Additional Info – Genetic variations in two genes, TM6SF2 and PNPLA3, contribute to the development of non-alcoholic fatty liver disease.


Since NAFLD and NASH are closely-related conditions, and the latter is more advanced than the first, similar measures can be implemented to prevent them. Adopting a healthy lifestyle is one way to do it, but we’ll mention a couple of other things you can do.

  • Lose weight – the normal BMI should be 18.5 to 24.9, so if you lose more than 10% of the weight, the fat in the liver cells can be substantially removed. And your condition will improve significantly;
  • Exercise – you should do some types of exercise like walking or cycling;
  • Increase the water intake;
  • A balanced diet – eat plenty of vegetables, fruits, carbohydrates, and protein. Limit the intake of salt and sugar;
  • Eat small portions of food;
  • Do not smoke;
  • Control blood sugar levels – if you are suffering from diabetes, it’s crucial to monitor your blood sugar and take the medicines as prescribed.


NAFLD and NASH can lead to further complications that can be difficult to treat.

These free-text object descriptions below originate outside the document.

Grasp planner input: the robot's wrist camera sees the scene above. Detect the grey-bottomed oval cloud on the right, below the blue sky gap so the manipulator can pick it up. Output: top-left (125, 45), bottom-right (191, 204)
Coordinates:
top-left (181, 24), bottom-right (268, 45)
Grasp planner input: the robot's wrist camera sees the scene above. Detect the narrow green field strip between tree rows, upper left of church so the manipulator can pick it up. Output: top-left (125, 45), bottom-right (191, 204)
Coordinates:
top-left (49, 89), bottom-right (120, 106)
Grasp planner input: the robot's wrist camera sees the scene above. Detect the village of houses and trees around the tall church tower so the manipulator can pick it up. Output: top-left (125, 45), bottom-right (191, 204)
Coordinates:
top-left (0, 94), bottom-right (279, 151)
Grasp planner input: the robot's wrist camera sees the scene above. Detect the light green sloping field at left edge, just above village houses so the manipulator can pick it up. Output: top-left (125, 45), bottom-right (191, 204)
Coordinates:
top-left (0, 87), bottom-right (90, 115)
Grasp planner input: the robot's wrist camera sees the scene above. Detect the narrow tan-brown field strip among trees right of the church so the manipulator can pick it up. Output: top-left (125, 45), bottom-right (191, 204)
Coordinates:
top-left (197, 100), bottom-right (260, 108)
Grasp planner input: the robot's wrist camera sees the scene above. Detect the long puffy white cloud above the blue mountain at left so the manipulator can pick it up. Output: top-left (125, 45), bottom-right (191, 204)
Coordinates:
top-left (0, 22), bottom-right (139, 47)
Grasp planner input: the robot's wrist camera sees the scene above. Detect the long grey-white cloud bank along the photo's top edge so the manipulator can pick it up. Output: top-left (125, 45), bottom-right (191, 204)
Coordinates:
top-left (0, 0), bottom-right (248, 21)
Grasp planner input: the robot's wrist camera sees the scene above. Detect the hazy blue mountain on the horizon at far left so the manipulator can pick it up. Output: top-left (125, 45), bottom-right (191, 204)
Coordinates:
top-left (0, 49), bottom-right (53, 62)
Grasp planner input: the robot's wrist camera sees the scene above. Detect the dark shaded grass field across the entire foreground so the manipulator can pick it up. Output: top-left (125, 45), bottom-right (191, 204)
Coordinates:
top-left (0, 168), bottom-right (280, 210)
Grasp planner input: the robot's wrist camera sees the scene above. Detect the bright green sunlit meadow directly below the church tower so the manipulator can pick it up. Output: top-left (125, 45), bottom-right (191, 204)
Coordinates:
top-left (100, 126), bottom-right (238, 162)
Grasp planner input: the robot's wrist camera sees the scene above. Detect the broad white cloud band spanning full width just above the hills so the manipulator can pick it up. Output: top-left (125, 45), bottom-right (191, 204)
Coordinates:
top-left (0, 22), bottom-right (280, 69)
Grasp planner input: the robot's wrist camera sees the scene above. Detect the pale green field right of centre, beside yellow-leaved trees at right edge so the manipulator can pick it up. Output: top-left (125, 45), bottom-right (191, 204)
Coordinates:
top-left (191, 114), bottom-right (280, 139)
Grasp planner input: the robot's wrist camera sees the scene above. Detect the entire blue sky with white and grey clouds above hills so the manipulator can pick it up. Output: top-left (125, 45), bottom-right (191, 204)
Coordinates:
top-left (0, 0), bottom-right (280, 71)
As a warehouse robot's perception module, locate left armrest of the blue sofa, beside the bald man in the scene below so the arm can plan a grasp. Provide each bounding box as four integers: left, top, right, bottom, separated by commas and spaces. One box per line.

Thus, it’s important to go to regular checkups and prevent further liver damage.

The main complication of these conditions is cirrhosis. It is a response to liver injury, and certain areas of the liver develop scarring or known as fibrosis as the liver tries to prevent or fight the inflammation.

If NAFLD or NASH are not treated on time or prevented, additional complications like swelling of the veins, ascites, hepatic encephalopathy, or even liver cancer can occur. Ascites is a buildup of fluids in the abdomen, while swollen veins usually occur in the esophagus. If not treated accordingly, the veins can rupture and bleed.

Hepatic encephalopathy can lead to slurred speech and drowsiness, while the end-stage renal disease is the stage when the liver stops functioning.


At the moment, there’s no specific medication for treating NAFLD, but certain lifestyle modifications can help you reduce liver fat and improve your health. If you are struggling with associated conditions like diabetes, high blood pressure, or cholesterol, you might be given treatment for those.

Read also: A Transplant Made Possible by a Machine That Restored an Otherwise Damaged Liver

Liver Transplant

If you develop cirrhosis, the only way to treat the condition and prevent liver damage is to be on the liver transplant list. You’ll be transplanted a piece of the liver from a living donor, and since the liver can grow to its standard size and regenerate itself, you can have a fully functioning liver with this surgery.

A liver transplant is the last choice for patients where previous treatments have failed.

Lose Weight

Most healthcare providers advise reducing weight and aiming for a BMI of 18.5-24.9. If you’re extremely obese, losing more than 10% of your body weight will remove the liver fats and improve your condition.

A healthy diet can also help in maintaining a healthy weight. You can include more protein, fruits, vegetables, and carbohydrates in the diet and limit the sugar, fat, and salt intake. Eating small portions can help too!

It’s recommended to have regular appointments with your physician to be aware of your liver function and diagnose new symptoms.

Take Care of Your Health

Make sure to maintain a healthy diet, exercise regularly, and change your lifestyle to reduce or eliminate liver inflammation. If you think you have any of the common risk factors for NAFLD or NASH, consult your healthcare provider.